UTAH'S restrictive abortion bill, which would virtually eliminate elective abortions, steamrolled through the state Senate Wednesday on a 23 to 5 vote. Gov. Norman Bangerter (R) said he is eagerly waiting to sign the bill, which was expected to hit the House floor today. Sen. Karen Shepherd urged her colleagues not to pass the bill. She argued that it would cost the state millions in social services and probably cost lives in terms of illegal abortion.
Wednesday's final vote came after some legislative fine-tuning. One last-minute amendment removed criminal sanctions against women who obtain an illegal abortion, but kept the criminal sanctions on doctors who perform the operation.

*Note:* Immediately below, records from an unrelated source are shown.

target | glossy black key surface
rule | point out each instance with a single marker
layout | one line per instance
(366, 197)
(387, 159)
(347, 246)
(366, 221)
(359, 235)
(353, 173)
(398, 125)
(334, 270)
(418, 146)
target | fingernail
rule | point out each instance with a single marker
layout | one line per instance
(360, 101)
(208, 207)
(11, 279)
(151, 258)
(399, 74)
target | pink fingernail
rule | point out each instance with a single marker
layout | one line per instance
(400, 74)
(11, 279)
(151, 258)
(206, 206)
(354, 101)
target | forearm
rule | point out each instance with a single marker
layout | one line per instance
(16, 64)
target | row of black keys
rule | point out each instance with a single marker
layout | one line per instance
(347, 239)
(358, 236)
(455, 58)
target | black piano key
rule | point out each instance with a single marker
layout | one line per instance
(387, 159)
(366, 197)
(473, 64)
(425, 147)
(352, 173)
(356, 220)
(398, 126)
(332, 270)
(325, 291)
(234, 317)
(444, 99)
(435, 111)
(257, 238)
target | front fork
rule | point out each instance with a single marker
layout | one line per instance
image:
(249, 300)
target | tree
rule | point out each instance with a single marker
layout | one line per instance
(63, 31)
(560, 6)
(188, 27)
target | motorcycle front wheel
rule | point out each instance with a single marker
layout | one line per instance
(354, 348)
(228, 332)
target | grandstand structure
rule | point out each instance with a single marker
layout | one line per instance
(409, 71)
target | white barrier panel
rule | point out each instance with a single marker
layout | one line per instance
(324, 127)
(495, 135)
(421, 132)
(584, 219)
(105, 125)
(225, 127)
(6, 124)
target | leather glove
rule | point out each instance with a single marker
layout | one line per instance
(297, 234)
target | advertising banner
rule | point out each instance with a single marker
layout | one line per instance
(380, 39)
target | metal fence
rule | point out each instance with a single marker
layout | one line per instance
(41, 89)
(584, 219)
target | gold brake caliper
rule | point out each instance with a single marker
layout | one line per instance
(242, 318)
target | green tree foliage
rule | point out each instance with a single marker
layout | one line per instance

Michelle Parrish-Pixler, director of the Utah Chapter of the American Civil Liberties Union, threatened to sue to stop the bill from going into law. Utah's bill closely resembles legislation enacted in Pennsylvania and Guam, which are already under challenge in the US Supreme Court, she notes.
If passed, the bill would outlaw abortion unless it is necessary to save the life of the mother, or if the pregnancy were the result of a rape or incest and was reported to the police within five days, or if the fetus suffers from physical deformities that would keep it from surviving birth.
This legislation ``is clearly unconstitutional,'' says Kate Michelman, executive director of the National Abortion Rights Action League. ``It would prevent almost all Utah women from exercising their fundamental constitutional right to choose and severely endanger their health and well-being.''
Current state law allows unquestioned abortions during the first two trimesters of pregnancy if performed by a physician.
Utah's Legislature is 90 percent Mormon. The church has been outspoken against abortion.